Correct Answer & Explanation

. A sliding hip screw (DHS) with an anti-rotation screw


Explanation

Pauwels Type III fractures are highly vertically oriented (>50 degrees), leading to significant shear forces across the fracture site. A fixed-angle device, such as a sliding hip screw (DHS) with a derotational screw, provides superior biomechanical stability against shear forces compared to multiple cancellous screws.

Question 8359

Topic: 2. Trauma

In a patient with multiple severe injuries including bilateral femur fractures and a severe traumatic brain injury (TBI) with elevated intracranial pressure, the concept of Damage Control Orthopedics (DCO) suggests which of the following initial management strategies for the femur fractures?

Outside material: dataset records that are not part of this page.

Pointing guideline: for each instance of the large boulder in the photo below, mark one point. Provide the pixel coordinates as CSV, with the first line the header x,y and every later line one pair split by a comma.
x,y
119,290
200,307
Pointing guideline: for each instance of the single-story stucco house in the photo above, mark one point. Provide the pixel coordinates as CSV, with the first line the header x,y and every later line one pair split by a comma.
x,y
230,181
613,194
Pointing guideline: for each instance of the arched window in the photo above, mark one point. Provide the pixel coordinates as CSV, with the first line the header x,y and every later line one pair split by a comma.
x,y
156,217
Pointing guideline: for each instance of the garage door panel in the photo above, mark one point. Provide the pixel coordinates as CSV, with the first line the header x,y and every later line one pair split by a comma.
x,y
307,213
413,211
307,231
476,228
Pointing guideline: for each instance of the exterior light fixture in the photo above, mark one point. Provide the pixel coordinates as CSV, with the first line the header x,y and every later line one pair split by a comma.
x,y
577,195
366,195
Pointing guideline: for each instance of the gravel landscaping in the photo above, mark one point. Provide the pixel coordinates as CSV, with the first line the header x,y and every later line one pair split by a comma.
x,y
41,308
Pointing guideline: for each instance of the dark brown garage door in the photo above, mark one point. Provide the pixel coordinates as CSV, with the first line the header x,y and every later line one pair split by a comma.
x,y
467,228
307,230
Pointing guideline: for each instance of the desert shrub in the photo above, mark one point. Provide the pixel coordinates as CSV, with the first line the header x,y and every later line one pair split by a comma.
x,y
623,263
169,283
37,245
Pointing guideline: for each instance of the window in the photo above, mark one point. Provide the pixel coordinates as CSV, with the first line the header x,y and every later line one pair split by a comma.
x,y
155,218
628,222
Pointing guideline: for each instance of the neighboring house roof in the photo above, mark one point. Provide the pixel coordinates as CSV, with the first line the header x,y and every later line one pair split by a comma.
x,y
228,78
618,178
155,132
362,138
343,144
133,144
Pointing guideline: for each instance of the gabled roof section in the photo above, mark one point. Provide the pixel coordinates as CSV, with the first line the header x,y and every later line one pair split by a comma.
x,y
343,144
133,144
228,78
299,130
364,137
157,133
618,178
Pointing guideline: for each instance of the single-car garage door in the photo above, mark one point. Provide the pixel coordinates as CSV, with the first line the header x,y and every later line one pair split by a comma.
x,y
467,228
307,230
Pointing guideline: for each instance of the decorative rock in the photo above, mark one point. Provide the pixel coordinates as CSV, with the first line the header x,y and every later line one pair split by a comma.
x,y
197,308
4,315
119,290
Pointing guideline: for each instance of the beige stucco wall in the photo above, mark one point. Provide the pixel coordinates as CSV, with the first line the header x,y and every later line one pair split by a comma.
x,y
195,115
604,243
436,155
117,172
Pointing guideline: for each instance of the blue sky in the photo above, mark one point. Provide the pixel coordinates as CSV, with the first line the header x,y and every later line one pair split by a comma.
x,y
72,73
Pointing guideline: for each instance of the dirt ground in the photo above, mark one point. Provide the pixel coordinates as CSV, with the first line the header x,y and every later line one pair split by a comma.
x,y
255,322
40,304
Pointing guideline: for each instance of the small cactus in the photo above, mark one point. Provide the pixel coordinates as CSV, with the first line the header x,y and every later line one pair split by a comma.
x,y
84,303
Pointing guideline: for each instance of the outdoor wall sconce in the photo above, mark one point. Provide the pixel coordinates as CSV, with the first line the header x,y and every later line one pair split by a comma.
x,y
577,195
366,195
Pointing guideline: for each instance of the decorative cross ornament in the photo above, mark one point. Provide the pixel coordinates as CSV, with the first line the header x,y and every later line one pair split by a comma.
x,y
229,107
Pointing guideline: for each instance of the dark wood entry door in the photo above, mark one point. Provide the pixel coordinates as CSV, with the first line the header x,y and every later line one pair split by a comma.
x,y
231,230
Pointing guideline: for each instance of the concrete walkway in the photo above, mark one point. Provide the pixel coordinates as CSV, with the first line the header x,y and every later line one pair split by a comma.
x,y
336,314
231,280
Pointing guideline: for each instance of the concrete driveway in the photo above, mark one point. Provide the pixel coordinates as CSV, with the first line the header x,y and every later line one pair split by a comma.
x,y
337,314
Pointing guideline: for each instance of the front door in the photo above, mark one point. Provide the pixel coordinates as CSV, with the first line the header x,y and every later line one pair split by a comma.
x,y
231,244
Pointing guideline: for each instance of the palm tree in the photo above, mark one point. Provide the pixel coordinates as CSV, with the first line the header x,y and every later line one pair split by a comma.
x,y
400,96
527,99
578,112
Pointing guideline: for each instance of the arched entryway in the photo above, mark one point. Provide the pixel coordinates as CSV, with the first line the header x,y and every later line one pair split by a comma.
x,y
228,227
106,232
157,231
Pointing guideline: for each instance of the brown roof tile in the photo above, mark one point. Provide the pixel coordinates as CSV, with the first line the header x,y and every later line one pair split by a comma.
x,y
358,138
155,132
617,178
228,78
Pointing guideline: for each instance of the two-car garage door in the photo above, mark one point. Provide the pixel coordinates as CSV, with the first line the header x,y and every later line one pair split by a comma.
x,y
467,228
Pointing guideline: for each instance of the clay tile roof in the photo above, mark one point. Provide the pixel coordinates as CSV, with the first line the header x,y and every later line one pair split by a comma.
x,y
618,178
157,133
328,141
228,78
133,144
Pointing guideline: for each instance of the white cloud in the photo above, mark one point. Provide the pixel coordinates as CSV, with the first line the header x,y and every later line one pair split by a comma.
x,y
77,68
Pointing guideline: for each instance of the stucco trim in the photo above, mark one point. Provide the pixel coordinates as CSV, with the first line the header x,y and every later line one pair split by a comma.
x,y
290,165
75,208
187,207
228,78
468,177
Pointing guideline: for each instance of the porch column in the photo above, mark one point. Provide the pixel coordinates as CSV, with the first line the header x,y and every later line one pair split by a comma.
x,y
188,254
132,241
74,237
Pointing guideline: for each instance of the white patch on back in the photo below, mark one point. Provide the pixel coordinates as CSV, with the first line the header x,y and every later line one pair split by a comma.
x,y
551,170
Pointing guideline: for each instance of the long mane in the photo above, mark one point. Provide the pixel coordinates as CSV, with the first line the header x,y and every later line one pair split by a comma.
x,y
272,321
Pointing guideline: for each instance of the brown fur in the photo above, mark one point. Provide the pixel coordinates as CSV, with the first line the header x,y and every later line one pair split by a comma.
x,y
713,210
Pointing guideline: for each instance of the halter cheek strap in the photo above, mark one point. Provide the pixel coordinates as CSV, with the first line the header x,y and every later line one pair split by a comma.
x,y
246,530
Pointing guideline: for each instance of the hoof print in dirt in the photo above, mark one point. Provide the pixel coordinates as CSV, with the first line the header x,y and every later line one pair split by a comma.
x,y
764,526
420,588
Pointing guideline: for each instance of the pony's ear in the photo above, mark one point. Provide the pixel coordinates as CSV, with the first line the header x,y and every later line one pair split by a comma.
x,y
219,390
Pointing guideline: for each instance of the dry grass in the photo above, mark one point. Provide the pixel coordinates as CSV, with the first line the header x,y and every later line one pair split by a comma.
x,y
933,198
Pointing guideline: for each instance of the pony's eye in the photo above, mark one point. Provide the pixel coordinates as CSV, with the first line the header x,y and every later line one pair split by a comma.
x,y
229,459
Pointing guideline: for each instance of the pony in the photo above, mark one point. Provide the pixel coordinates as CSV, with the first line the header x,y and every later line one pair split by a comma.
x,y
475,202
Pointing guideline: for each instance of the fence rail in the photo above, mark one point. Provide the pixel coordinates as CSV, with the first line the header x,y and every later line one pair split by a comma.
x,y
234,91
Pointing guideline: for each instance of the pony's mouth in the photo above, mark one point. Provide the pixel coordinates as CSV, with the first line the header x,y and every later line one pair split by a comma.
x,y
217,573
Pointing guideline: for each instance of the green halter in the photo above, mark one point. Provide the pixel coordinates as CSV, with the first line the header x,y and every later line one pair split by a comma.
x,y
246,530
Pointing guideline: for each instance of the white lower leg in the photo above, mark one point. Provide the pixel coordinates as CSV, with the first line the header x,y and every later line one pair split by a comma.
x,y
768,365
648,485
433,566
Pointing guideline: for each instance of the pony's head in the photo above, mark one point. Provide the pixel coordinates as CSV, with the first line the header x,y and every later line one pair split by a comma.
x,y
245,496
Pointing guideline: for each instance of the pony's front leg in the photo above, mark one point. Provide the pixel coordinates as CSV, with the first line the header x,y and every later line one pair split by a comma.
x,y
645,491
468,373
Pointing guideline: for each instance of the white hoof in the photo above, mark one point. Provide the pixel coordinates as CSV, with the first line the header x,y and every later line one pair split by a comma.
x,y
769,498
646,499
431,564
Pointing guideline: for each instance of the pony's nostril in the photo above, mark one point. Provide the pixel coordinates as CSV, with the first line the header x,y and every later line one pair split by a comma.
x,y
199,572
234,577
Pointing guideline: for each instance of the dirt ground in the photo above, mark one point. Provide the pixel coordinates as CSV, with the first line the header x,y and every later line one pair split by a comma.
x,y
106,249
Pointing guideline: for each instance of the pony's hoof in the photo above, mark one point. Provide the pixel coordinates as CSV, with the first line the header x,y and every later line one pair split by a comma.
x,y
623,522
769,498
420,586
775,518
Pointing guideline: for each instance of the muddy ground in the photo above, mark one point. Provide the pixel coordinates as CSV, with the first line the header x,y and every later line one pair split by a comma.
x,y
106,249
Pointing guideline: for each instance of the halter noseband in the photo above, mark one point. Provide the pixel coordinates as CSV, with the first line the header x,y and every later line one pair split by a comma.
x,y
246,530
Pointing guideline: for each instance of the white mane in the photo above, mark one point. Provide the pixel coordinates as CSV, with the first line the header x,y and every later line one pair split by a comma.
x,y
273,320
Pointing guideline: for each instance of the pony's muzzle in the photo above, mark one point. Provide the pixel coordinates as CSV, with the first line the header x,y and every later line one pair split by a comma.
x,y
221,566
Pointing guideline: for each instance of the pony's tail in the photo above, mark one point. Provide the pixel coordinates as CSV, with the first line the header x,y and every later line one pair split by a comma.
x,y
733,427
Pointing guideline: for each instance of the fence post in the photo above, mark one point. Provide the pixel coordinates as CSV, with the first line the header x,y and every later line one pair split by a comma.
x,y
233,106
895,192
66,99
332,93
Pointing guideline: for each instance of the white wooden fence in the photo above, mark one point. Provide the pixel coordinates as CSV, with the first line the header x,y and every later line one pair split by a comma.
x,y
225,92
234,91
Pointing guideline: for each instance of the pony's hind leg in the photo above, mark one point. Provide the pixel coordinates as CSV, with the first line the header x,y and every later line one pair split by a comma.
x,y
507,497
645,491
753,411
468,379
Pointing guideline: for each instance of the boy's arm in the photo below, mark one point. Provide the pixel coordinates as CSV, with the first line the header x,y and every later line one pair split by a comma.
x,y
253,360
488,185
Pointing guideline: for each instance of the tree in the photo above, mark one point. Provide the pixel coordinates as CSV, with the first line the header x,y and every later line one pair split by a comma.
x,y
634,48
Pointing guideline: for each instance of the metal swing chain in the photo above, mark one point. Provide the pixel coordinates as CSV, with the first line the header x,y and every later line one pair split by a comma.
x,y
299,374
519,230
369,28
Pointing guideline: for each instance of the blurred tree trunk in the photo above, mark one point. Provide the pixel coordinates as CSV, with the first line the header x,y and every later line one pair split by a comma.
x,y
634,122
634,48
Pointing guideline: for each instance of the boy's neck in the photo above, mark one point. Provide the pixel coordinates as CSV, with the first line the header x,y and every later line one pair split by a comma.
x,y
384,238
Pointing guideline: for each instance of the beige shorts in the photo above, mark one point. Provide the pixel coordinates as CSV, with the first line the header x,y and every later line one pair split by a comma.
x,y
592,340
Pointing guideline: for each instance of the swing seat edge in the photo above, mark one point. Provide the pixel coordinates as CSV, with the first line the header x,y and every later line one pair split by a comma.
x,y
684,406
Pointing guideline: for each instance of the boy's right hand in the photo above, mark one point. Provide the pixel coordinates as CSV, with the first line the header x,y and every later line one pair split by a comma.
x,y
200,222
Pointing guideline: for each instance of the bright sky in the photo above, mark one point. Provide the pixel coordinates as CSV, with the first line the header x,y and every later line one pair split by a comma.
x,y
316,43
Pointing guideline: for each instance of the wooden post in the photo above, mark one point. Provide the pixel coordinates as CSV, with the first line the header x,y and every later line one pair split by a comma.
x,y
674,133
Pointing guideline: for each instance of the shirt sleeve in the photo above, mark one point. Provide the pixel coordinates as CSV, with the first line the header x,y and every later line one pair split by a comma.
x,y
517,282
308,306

. Bilateral reamed intramedullary nailing within 24 hours
. Bilateral unreamed intramedullary nailing within 24 hours
. Open reduction and internal fixation with plates
. Skeletal traction followed by definitive fixation at 2 weeks
. External fixation of bilateral femurs

Correct Answer & Explanation

. External fixation of bilateral femurs


Explanation

In polytrauma patients who are physiologically unstable or have a severe TBI with elevated intracranial pressure ('borderline' or 'in extremis'), early total care (reamed IM nailing) can exacerbate systemic inflammation and cause secondary brain injury ('second hit'). Damage control orthopedics with rapid external fixation is indicated to stabilize the fractures rapidly while minimizing physiologic burden.

Question 8360

Topic: 2. Trauma
A 35-year-old male presents with an open diaphyseal tibia fracture with a 12 cm soft tissue defect and exposed bone after a motorcycle crash. The limb is vascularly intact. After initial debridement, what is the most appropriate timing and method for soft tissue coverage?
. Immediate split-thickness skin graft
. Local rotational flap within 24 hours
. Free tissue transfer within 3-7 days
. Healing by secondary intention with vacuum-assisted closure over 6 weeks
. Delayed primary closure at 14 days

Correct Answer & Explanation

. Free tissue transfer within 3-7 days


Explanation

Gustilo-Anderson IIIB open fractures require soft tissue coverage with a rotational or free flap. For large or distal third tibia defects, free tissue transfer (e.g., anterolateral thigh or latissimus dorsi) is the standard of care. Early coverage within 3 to 7 days has been shown to significantly reduce infection rates, minimize flap failure, and improve overall functional outcomes compared to delayed coverage.